C’est autant de témoignages qui me motivent et me disent que le combat contre le Sida continue. J’ai été touché parce que le film a été projeté mercredi soir au CCF en première. Pendant toutes les escales documentaires, c’est à cette projection que la salle fut remplie. Après la projection il y a eu une série de questions- réponses, et j’ai été attristée par un jeune élève de seconde qui m’a demandé la signification du « VIH ». Je lui ai répondu ceci : « toi tu es en seconde et tu ne sais pas ce que c’est que le « VIH ».
Le Cenaci a proposé qu’on fasse des projections dans les lycées pour sensibiliser les élèves, pour que les personnes vivantes avec le VIH soient présentes lors de la projection afin que les élèves posent des questions à ces derniers. Nous allons également faire des projections dans les entreprises pour les employés de celles-ci. C’est un film qui fait vivre, qui est utile en fait, pour la sensibilisation et la conscientisation.
Au sorti de cette expérience, vous avez d’autres projets du genre.

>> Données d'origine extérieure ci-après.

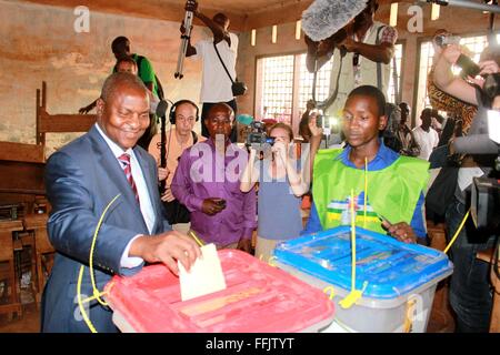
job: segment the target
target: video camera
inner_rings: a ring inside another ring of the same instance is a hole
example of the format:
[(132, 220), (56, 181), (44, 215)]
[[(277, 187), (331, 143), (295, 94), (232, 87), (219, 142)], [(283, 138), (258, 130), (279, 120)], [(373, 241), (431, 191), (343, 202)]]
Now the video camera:
[[(500, 73), (486, 77), (483, 93), (493, 102), (500, 97)], [(481, 112), (481, 111), (479, 111)], [(497, 155), (492, 174), (500, 172), (500, 111), (484, 110), (474, 118), (468, 136), (457, 138), (458, 153)], [(476, 227), (496, 230), (500, 226), (500, 184), (497, 178), (474, 178), (471, 193), (471, 215)]]
[(263, 151), (274, 144), (274, 139), (268, 136), (266, 124), (261, 121), (250, 123), (250, 132), (247, 135), (244, 145), (251, 146), (257, 151)]
[[(448, 44), (459, 44), (460, 37), (450, 34), (438, 34), (434, 37), (434, 43), (441, 48), (446, 48)], [(462, 69), (464, 75), (476, 77), (481, 69), (476, 64), (472, 59), (467, 55), (460, 54), (456, 63), (457, 67)]]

J’avoue que ça été une très bonne aventure pour moi. Je n’ai pas fait de cinéma, j’étais novice. J’ai été très bien encadré du scénario jusqu’à la fin du montage, par Imunga Ivanga, que je remercie énormément car il n’y a pas beaucoup de gens comme lui. En général quand les gens ont un savoir, il n’aime pas partager. Je suis désolée de le dire, mais c’est « méchant ». Souvent les gens font un peu de la mystification sur leurs connaissances. Par contre ce monsieur m’a tout montré. Quand je ne comprenais pas quelque chose, il me l’expliquait avec passion. C’est vraiment quelqu’un de bien.